CMD="python ../clean_ms_noniso.py --ngroup 1 --nworkers 0 --weighting uniform --context wprojectwstack --nwslabs 9 \
--mode pipeline --niter 1000 --nmajor 3 --fractional_threshold 0.2 --threshold 0.01 \
--amplitude_loss 0.02 --deconvolve_facets 8 --deconvolve_overlap 16 --restore_facets 4 \
--msname /mnt/storage-ssd/tim/Code/sim-low-imaging/data/noniso/GLEAM_A-team_EoR1_160_MHz_no_errors.ms \
--time_coal 0.0 --frequency_coal 0.0 --channels 0 1 \
--plot False --fov 2.5 --single False | tee clean_ms.log"

eval $CMD

In the command CMD remember to shutdown the Client so the batch script will close the background dask-ssh and then exit.

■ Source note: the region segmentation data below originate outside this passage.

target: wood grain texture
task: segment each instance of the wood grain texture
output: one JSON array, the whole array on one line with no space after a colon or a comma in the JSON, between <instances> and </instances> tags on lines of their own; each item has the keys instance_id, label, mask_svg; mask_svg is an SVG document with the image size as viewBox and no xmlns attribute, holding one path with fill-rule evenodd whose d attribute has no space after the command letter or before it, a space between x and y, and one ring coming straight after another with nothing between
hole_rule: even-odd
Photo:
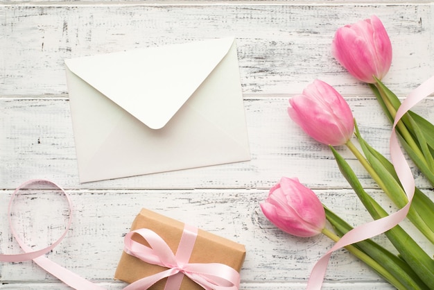
<instances>
[{"instance_id":1,"label":"wood grain texture","mask_svg":"<svg viewBox=\"0 0 434 290\"><path fill-rule=\"evenodd\" d=\"M431 3L191 4L0 5L0 95L65 94L65 58L228 35L237 38L245 94L298 93L317 78L365 94L330 44L338 27L373 13L395 48L385 79L395 92L406 95L433 71Z\"/></svg>"},{"instance_id":2,"label":"wood grain texture","mask_svg":"<svg viewBox=\"0 0 434 290\"><path fill-rule=\"evenodd\" d=\"M351 191L315 192L337 214L345 213L351 224L370 220L363 206L354 203L356 198ZM381 193L370 192L385 207L392 206ZM49 256L67 268L96 281L112 279L122 251L123 237L143 207L245 244L248 254L242 270L244 283L284 284L305 280L313 261L332 244L324 236L298 238L277 229L263 216L259 206L266 197L266 190L99 189L71 190L68 193L73 204L73 225L67 238ZM6 212L10 194L7 191L0 196L1 212ZM24 239L31 236L31 244L35 245L35 249L52 242L62 232L61 224L67 212L61 196L50 191L23 192L17 201L14 223L17 228L26 230L28 235ZM40 210L47 203L51 205L51 212ZM6 219L0 221L1 228L7 228ZM403 225L414 233L411 225L406 221ZM19 251L17 245L10 241L10 234L3 232L0 238L2 253ZM384 237L376 239L390 248ZM428 242L421 245L428 253L434 253L434 248ZM332 283L379 280L376 274L345 250L333 255L328 269L330 275L327 280ZM3 264L1 275L8 283L23 280L55 282L31 262Z\"/></svg>"},{"instance_id":3,"label":"wood grain texture","mask_svg":"<svg viewBox=\"0 0 434 290\"><path fill-rule=\"evenodd\" d=\"M348 99L361 133L388 156L391 126L372 98ZM327 146L308 137L286 113L286 98L245 100L252 160L198 169L80 184L69 105L64 99L0 99L2 187L12 189L30 178L49 178L66 188L268 188L281 176L298 176L313 188L347 187ZM416 110L434 121L434 102ZM344 147L340 152L365 186L374 187ZM416 176L418 185L428 187Z\"/></svg>"},{"instance_id":4,"label":"wood grain texture","mask_svg":"<svg viewBox=\"0 0 434 290\"><path fill-rule=\"evenodd\" d=\"M390 125L368 87L332 58L337 28L379 16L394 47L384 82L403 99L434 71L431 1L12 1L0 0L0 253L19 253L7 223L15 188L31 178L64 187L73 224L49 257L107 289L123 238L146 207L244 244L241 289L302 289L332 242L284 234L259 203L281 176L297 176L353 225L370 221L340 173L329 149L307 137L286 114L288 99L320 78L347 99L368 142L388 157ZM252 160L80 184L63 62L65 58L233 35L244 94ZM434 122L434 97L415 110ZM354 157L368 192L396 210ZM417 185L434 191L414 167ZM28 191L14 206L14 225L35 248L53 242L68 216L64 199ZM408 222L430 255L434 247ZM376 237L392 249L383 236ZM1 289L69 289L31 262L0 263ZM346 250L335 253L324 289L390 289Z\"/></svg>"}]
</instances>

Thw diagnostic pages can be tunneled. RASCIL emits the URL of the diagnostic page. For example:

http://10.143.1.25:8787

Then to tunnel the pages:

ssh hpccorn1@login.hpc.cam.ac.uk -L8080:10.143.1.25:8787

The diagnostic page is available from your local browser at:

127.0.0.1:8080

Logging

Logging is difficult when using distributed processing. Here’s a solution that works. At the beginning of your script or notebook, define a function to initialize the logger:

def init_logging():
    log.info("Logging to %s/clean_ms_dask.log" % cwd)
    logging.basicConfig(filename='%s/clean_ms_dask.log' % cwd,
                        filemode='a',
                        format='%(thread)s %(asctime)s.%(msecs)d %(name)s %(levelname)s %(message)s',
                        datefmt='%H:%M:%S',
                        level=logging.DEBUG)


log = logging.getLogger()
log.setLevel(logging.INFO)
log.addHandler(logging.StreamHandler(sys.stdout))
log.addHandler(logging.StreamHandler(sys.stderr))
init_logging()
...
rsexecute.run(init_logging)

To ensure that the Dask workers get the same setup, you will need to run init_logging() on each worker using the rsexecute.run() function:

rsexecute.run(init_logging)

or:

rsexecute.set_client(use_dask=True)
rsexecute.run(init_logging)

This will log to the same file. It is also possible to set up separate log file per worker by suitably changing init_logger.